Chiuda gli occhi e immagini che il sogno che coltiva da un anno – vedere suo zio finalmente libero – s’avveri domani: qual è la prima cosa che gli direbbe, o che farebbe con lui?
(Nuova pausa, utile questa volta a lasciar sorgere un immenso sorriso) «Penso che la prima cosa non sarebbero parole, ma un abbraccio che dice tutto: un grande, lungo, lunghissimo abbraccio. Poi gli direi che siamo così fieri che abbia resistito e sia rimasto forte, e che sono sicura che abbia colpito col suo fascino perfino a Gaza.

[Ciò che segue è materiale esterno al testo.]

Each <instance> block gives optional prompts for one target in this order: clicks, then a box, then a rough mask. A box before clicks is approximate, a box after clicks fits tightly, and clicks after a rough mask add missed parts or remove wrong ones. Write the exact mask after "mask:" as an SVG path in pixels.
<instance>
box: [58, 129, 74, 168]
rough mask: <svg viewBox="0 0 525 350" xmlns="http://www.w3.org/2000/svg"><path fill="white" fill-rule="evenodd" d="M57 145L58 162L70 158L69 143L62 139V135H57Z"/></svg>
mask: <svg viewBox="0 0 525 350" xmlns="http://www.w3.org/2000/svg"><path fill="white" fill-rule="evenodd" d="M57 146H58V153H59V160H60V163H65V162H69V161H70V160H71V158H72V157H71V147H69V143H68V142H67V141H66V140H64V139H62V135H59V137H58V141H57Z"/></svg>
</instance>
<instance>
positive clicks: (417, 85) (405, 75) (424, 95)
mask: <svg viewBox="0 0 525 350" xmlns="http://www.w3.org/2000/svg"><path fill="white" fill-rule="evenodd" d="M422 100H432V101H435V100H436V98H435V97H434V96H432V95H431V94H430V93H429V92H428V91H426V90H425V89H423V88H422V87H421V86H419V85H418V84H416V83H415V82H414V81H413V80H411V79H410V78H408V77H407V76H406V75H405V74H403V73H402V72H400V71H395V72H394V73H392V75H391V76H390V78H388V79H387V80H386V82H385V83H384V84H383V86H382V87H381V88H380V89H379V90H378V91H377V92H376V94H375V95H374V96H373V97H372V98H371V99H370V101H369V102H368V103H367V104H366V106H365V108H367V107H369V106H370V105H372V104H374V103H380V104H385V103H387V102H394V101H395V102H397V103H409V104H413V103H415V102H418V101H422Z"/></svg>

Perché lui è un uomo così affascinante che scalda il cuore di chiunque, e se lo conoscono, conosceranno noi e sapranno che un giorno le cose potranno essere migliori».
Infine, se incontrasse invece domani una sua coetanea, cittadina di Gaza, che ha vissuto dolori e perso anche lei suoi cari in quest’anno di guerra, cosa le direbbe?
«Non ho bisogno di immaginarlo, perché è già successo, ho già incontrato negli Usa persone del genere che conosco di Gaza. Non c’è molto da fare con coloro che se ne sono andati. Condividiamo il dolore. Possiamo non essere d’accordo sui modi per una soluzione ma concordiamo che dobbiamo essere rispettosi l’uno dell’altro e cefrcare un futuro migliore per i nostri figli. Nessuno può capire la perdita finché non la vivi. Serve una grande forza per superarla, ma dobbiamo trovarla. Perché vogliamo continuare con la vita. Vogliamo la pace, vivere insieme. E mi lasci dire che proprio il ritorno degli ostaggi sarebbe un punto di svolta. Se loro tornano a casa, dove meritano, questo fermerà il ciclo della violenza, e farà nascere il seme di un futuro migliore. Ne sono certa. Per questo il ritorno dei 100 ostaggi dovrebbe essere un obiettivo globale: un obiettivo palestinese, israeliano, di tutto il mondo».